109 Milliarden in Frankreich. 150 oder gar 200 Milliarden in Europa … Der KI-Gipfel in Frankreich spart nicht mit Superlativen.

In den letzten Tagen überschlagen sich die Nachrichten zu geplanten europäischen Investitionen in KI. Endlich zeigt sich eine gewisse Entschlossenheit und Bereitschaft, dass wir uns in Europa nicht weiter abhängen lassen und nicht weiter in Abhängigkeit begeben wollen. Das kommt spät. Ist aber trotzdem ein deutliches Zeichen und Anlass für Optimismus.

Ob es jetzt 109, 150, 200 oder noch eine andere Zahl an Milliarden EUR ist, ist erst mal nicht so wichtig. Die Zahl ist auf jeden Fall gigantisch und so vorher nicht im Ansatz dagewesen. Ist damit die Kuh vom Eis? Ich schätze mal nicht: Jetzt geht die Arbeit so richtig los und die Weichen müssen erst gestellt werden. Das Momentum muss möglichst gut genutzt werden.

Viel Geld sinnvoll auszugeben ist sehr schwierig

Sehr viele wünschen sich, sehr viel Geld zu haben. Unendliche Möglichkeiten scheinen sich zu ergeben. Fast niemand ist aber in der Situation, dann wirklich sehr viel Geld zur Verfügung zu haben und wirklich einsetzen zu können. Außer vielleicht philanthropischen Milliardären.

Das Geld soll ja nicht nur ausgegeben werden, sondern es soll möglichst viel Output erzielen und das auch noch möglichst schnell. Und das ist ganz schön schwierig!

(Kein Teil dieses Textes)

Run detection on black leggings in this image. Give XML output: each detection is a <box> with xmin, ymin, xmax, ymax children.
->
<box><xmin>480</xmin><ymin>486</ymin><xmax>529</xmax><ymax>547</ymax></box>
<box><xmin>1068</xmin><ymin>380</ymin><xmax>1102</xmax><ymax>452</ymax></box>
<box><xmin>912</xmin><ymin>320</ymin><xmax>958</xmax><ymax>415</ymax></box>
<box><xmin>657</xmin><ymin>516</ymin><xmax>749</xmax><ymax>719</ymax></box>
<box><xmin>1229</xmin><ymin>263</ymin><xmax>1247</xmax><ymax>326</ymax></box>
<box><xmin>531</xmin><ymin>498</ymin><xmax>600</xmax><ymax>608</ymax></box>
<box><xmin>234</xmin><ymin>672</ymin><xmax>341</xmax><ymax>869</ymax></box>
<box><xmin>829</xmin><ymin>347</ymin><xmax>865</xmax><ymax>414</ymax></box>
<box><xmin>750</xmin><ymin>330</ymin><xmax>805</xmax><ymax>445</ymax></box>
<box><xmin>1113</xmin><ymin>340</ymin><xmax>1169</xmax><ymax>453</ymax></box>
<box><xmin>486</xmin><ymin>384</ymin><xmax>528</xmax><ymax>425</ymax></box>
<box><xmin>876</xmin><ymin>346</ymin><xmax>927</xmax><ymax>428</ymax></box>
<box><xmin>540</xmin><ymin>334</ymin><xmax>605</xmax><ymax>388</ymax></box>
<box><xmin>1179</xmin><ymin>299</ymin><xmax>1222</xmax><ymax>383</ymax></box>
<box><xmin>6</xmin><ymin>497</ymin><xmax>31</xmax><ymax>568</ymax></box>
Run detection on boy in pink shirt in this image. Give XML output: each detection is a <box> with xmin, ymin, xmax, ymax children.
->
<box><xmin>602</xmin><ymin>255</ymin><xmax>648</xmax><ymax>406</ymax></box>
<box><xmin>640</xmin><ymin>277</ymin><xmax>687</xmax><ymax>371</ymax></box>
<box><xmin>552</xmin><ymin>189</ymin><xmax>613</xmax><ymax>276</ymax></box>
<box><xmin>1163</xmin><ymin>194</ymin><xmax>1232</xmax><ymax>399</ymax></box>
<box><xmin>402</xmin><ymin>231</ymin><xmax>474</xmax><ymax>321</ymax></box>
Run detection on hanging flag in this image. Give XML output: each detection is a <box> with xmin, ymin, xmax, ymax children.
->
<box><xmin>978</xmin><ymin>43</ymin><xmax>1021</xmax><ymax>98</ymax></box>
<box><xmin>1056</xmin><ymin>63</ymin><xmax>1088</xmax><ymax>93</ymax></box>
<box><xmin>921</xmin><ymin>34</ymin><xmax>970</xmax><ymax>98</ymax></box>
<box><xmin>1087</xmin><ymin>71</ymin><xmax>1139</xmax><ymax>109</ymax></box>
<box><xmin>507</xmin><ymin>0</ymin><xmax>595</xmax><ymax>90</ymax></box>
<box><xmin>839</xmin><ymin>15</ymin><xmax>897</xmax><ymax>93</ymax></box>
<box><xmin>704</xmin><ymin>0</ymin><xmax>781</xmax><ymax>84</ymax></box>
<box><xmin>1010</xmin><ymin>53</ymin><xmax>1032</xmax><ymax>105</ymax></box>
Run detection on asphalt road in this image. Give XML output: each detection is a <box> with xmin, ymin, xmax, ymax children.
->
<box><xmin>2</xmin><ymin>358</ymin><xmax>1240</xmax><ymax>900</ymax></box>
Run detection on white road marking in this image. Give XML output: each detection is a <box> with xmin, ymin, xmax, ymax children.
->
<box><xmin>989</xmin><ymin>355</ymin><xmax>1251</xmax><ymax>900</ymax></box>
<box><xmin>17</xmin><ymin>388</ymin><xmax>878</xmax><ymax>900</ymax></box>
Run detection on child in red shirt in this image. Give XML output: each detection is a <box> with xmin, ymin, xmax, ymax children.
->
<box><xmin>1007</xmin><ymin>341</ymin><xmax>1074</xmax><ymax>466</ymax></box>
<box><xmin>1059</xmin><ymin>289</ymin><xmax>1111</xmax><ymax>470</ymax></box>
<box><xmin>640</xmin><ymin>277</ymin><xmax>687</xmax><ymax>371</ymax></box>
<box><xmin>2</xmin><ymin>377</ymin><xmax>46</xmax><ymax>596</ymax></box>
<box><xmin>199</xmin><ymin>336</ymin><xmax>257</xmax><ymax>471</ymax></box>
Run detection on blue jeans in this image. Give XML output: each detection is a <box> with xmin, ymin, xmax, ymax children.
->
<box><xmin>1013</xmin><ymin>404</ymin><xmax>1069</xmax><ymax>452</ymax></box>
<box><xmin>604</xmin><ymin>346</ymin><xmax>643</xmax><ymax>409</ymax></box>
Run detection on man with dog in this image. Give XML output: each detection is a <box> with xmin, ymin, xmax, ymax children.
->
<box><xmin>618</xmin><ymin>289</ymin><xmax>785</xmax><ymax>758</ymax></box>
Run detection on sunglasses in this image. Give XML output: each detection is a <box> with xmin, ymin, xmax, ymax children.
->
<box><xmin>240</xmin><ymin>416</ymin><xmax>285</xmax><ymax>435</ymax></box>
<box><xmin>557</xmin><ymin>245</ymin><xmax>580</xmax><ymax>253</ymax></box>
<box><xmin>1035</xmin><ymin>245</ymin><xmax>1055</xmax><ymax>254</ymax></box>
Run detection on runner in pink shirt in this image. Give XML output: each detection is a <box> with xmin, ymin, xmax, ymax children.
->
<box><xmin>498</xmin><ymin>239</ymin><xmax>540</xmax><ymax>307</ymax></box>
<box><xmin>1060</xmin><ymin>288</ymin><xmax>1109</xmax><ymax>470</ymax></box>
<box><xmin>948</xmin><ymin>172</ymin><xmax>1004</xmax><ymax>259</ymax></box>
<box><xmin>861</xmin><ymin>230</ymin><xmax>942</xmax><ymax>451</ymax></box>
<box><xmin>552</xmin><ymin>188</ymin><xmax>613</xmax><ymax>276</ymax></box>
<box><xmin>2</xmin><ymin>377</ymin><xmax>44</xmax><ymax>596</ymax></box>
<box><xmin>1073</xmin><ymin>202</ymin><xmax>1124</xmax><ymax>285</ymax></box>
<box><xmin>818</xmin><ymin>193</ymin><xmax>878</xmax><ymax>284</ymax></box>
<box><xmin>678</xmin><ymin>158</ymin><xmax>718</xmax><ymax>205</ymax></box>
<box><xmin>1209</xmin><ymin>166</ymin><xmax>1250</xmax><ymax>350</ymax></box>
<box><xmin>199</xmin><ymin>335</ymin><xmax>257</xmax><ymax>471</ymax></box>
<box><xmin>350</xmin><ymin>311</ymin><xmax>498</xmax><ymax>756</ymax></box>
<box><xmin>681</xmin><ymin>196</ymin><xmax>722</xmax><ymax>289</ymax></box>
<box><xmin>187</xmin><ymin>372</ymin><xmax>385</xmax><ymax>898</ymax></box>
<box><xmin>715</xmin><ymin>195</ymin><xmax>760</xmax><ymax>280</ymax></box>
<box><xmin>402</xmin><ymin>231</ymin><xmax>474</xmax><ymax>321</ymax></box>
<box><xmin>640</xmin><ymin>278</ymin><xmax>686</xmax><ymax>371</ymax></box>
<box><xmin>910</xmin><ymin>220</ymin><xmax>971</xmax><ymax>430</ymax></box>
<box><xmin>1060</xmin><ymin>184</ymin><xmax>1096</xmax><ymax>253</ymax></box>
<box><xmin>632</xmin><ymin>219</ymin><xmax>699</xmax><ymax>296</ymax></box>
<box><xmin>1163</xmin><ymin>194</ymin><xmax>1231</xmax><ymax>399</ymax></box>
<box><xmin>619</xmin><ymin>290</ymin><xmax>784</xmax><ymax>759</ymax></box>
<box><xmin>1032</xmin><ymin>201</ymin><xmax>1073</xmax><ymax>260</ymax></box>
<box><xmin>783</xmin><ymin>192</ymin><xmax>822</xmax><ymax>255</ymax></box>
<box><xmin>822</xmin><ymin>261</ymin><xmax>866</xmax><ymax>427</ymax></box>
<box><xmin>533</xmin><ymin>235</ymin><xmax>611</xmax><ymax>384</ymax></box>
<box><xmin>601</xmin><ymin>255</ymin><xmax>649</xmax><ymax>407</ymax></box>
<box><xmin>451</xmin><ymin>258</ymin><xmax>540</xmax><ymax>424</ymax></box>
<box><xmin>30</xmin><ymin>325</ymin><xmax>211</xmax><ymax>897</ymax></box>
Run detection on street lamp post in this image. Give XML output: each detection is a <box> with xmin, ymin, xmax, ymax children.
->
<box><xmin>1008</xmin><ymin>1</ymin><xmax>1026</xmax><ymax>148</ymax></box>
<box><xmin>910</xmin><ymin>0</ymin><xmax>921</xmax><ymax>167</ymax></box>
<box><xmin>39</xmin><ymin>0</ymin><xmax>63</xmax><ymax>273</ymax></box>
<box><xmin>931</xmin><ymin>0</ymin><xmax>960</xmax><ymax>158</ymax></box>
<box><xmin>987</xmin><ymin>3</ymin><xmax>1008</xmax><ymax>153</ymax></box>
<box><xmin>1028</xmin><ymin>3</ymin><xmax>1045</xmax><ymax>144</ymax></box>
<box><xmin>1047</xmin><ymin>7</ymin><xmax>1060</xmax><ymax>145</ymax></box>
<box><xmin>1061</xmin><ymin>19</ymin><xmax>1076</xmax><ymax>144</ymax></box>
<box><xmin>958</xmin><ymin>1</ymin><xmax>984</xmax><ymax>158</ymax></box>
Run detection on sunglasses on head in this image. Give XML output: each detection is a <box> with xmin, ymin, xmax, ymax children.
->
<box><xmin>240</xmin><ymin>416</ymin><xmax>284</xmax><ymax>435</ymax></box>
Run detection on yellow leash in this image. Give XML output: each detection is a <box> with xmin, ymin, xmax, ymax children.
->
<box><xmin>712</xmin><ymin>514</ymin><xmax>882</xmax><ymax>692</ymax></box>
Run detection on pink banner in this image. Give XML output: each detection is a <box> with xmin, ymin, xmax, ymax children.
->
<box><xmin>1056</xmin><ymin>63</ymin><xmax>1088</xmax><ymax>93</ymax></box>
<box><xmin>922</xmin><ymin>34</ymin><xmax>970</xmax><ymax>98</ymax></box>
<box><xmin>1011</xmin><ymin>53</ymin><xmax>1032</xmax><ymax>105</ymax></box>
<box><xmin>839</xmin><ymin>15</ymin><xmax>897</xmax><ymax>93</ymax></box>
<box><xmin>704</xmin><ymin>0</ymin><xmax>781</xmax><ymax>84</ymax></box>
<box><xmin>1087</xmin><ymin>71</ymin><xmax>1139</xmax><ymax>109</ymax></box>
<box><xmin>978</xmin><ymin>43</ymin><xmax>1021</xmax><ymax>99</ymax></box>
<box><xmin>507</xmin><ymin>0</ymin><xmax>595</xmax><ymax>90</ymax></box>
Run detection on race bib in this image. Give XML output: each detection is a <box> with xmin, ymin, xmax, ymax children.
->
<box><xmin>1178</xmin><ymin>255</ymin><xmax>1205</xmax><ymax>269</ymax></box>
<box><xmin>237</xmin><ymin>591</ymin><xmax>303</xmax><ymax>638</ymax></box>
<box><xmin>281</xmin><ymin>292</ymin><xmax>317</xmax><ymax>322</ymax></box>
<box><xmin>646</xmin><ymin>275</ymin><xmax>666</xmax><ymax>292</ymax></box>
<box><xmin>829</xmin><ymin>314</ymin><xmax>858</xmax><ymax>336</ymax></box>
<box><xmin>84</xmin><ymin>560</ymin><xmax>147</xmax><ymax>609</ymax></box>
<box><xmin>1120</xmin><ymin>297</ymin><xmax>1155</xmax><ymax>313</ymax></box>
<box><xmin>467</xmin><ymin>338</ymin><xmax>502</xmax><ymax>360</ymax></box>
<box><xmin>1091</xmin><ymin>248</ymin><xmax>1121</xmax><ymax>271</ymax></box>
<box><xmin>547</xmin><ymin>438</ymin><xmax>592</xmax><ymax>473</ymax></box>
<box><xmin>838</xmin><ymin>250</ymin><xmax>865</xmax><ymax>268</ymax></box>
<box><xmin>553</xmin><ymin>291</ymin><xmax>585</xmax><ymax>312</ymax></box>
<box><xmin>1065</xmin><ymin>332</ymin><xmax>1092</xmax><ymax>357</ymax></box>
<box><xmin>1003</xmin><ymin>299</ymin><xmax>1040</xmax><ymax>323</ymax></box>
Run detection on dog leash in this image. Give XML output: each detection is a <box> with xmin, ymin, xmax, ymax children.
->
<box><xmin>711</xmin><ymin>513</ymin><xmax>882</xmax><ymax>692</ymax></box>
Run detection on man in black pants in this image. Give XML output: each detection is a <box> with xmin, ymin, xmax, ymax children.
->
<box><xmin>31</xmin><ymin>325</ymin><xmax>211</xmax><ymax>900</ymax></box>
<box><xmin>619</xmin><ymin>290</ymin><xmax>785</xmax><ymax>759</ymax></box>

Die Erfahrung z.B. aus Forschungs-Clustern oder Großprojekten mit zu vielen Beteiligten zeigt, dass es alles andere als einfach ist, viel Geld sinnvoll in Ergebnisse und Fortschritt umzusetzen.

Es ist sehr wahrscheinlich viel schwieriger, als die Zusagen für das Geld erst mal zu bekommen.

Was ist also die Strategie, die mit dieser riesigen Geldmenge verfolgt wird?

Wo in der Wertschöpfungskette setzen wir an?

  • Chip-Produzenten aufbauen?
  • Rechenzentren aufbauen (es ist von 4 KI-Giga-Factories die Rede)
  • Large-Language-Basismodelle bauen?
  • KI-Anwendungen bauen? In welcher Branche und mit welcher Zielsetzung?

Wie viel „digitale Souveränität“ wollen wir erreichen oder uns leisten?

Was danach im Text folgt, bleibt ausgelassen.